この過程で政府はまた信じがたい姿を露出した。7、8月はダニが増え、殺虫剤を使用するのは公然の秘密だった。農食品部も「わが国の産卵鶏は密集飼育するため、畜舎にまいた殺虫剤成分が鶏の体内に吸収され、卵からも検出された」とみている。こうした飼育環境は殺虫剤汚染に脆弱だが、2016年上半期まで卵に対する農薬検査を実施しなかった。農家対象の殺虫剤教育も普通は9月に実施する場合が多く、警戒心もなかったという。
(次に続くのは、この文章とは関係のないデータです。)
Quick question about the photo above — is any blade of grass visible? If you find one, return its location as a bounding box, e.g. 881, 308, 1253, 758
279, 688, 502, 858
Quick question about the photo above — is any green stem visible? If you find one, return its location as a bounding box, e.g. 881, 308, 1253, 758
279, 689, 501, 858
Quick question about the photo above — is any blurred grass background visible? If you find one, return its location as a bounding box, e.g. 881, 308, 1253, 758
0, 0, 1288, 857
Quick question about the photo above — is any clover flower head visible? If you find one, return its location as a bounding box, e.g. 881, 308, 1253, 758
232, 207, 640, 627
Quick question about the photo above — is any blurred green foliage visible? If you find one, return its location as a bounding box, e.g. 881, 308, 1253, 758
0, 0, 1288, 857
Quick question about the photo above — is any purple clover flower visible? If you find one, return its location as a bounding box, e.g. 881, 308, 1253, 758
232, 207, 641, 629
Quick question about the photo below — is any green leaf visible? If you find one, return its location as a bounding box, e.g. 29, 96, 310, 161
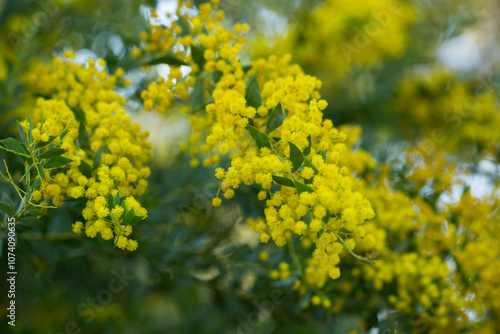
17, 121, 28, 145
28, 115, 33, 142
38, 147, 65, 159
141, 52, 187, 66
247, 124, 271, 148
304, 158, 319, 175
0, 138, 29, 158
304, 135, 311, 156
78, 122, 90, 151
245, 72, 262, 109
273, 175, 295, 187
30, 177, 42, 189
293, 180, 314, 195
123, 209, 134, 225
266, 103, 285, 134
113, 191, 120, 208
78, 160, 92, 179
43, 157, 73, 169
108, 193, 114, 210
192, 76, 205, 112
288, 142, 304, 173
191, 44, 205, 71
0, 201, 16, 216
36, 162, 45, 180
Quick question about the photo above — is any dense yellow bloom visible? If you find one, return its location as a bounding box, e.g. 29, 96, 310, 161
23, 56, 152, 250
137, 4, 374, 287
253, 0, 414, 83
390, 67, 500, 154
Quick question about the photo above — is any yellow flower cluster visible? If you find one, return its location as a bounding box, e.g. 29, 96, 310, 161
137, 3, 374, 286
390, 67, 500, 153
24, 52, 152, 251
253, 0, 414, 83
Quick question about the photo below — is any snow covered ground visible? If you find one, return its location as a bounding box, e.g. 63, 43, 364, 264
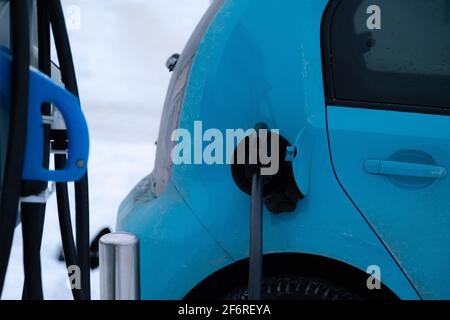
3, 0, 210, 299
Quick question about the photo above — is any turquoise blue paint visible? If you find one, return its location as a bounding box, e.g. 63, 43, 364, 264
118, 0, 440, 299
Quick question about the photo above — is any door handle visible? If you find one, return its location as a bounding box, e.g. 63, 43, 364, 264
364, 160, 448, 179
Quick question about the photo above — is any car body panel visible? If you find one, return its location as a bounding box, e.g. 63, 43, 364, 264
118, 0, 426, 299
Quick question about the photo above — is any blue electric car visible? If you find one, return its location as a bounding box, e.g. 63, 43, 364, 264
117, 0, 450, 299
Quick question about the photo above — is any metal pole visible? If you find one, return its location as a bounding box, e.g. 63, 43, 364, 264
99, 233, 140, 300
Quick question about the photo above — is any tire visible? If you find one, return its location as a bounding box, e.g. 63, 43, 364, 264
224, 276, 362, 301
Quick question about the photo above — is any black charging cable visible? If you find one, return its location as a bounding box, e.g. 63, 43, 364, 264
0, 0, 30, 295
246, 123, 269, 301
49, 0, 91, 300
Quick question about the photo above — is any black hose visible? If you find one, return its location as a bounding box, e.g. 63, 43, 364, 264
49, 0, 91, 299
21, 203, 45, 300
54, 151, 86, 300
21, 0, 51, 300
248, 171, 264, 301
0, 0, 30, 295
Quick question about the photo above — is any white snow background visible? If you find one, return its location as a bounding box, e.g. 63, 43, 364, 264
2, 0, 210, 300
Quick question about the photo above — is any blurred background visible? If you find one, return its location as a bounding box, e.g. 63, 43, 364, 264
3, 0, 211, 300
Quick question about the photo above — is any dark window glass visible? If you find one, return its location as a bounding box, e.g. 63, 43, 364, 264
325, 0, 450, 109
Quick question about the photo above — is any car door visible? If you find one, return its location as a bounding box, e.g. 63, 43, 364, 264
323, 0, 450, 299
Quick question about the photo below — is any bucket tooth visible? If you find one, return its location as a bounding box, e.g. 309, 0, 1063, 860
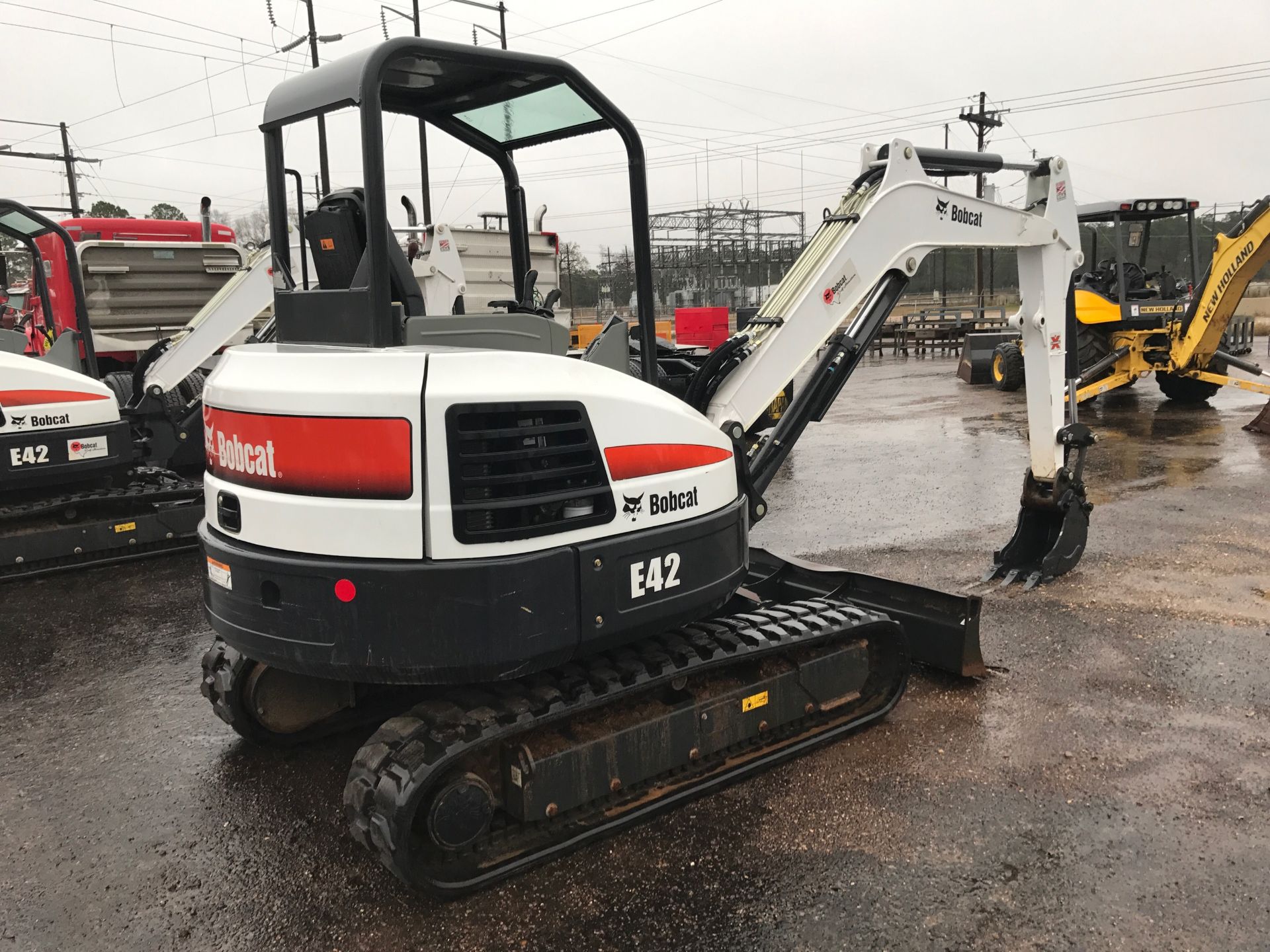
1244, 403, 1270, 434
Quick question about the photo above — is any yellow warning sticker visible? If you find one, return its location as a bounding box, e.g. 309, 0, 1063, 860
207, 556, 233, 592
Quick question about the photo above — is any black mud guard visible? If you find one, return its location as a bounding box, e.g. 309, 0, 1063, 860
956, 330, 1019, 383
983, 467, 1093, 589
1244, 403, 1270, 434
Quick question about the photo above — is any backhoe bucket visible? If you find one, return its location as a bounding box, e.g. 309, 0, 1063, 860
983, 469, 1093, 589
745, 547, 987, 678
1244, 403, 1270, 436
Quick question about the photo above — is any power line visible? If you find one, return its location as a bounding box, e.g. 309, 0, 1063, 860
0, 15, 307, 74
560, 0, 722, 56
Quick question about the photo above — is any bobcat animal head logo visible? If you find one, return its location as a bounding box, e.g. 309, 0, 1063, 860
622, 493, 644, 522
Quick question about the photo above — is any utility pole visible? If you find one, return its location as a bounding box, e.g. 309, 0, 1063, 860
940, 122, 949, 309
958, 91, 1003, 307
380, 0, 432, 225
414, 0, 432, 225
57, 122, 80, 218
460, 0, 507, 50
0, 122, 102, 218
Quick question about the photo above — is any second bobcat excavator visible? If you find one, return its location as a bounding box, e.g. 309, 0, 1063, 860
200, 38, 1092, 895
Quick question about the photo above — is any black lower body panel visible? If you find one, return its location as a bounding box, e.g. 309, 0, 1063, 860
199, 498, 748, 684
745, 548, 987, 678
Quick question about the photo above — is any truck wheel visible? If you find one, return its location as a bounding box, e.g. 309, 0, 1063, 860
992, 342, 1024, 393
102, 371, 132, 409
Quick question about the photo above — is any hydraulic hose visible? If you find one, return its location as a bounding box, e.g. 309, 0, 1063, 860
683, 331, 749, 413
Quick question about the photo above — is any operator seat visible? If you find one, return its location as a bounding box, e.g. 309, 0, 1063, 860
305, 188, 424, 317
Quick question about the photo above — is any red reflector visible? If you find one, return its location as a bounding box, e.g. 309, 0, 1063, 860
0, 389, 109, 406
605, 443, 732, 480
柳永珍(リュ・ヨンジン)食品医薬品安全処長は10日の記者懇談会で「国産の卵と鶏肉は殺虫剤成分が検出されなかったので安心してもよい」と述べた。この言葉は4日も続かなかった。これまで流通してきた卵も殺虫剤成分から安全だったと言えない状況だ。また今回の殺虫剤卵農家は農食品部から「無抗生剤畜産物認証」を受けたところであり、政府の認証制度管理に対する不信感も強まっている。さらに「鶏肉は食べても問題ないのか」という不安感まで消費者の間で広まっている。


一方、食品および流通業界は今回の事態の波紋を心配している。卵が必須の製菓・製パン業界は卵流通禁止措置に緊張している。新鮮食品は普通2、3日間の在庫しか置かないため、絶対物量不足で生産中断事態につながるという心配のためだ。さらに在庫の卵も安全性を検査しなければいけない状況だ。価格の暴騰は避けられないとみられる。年初の鳥インフルエンザで産卵鶏の36%が殺処分され、卵不足と価格急騰を経験したが、価格が回復する前にまた悪材料が出てきたからだ。

今回の事態で国民に好まれている鶏肉と完全食品といわれた卵の神話が揺れることになった。専門家は韓国の劣悪な鶏飼育環境のためにいつかは発生するしかない問題だったと指摘する。1羽あたりA4用紙1枚分の大きさの密集飼育方式が鶏のストレスを高め、免疫力を落とし、ダニなど害虫発生を促進する環境を作るため、薬品の使用は避けられないということだ。とにかく今は殺虫剤卵が流通しないよう防ぐことが急務だが、健康な国民の食生活のためには今からでも動物飼育環境の改善、生産農家および流通過程の管理など根本的な対策を講じる必要がある。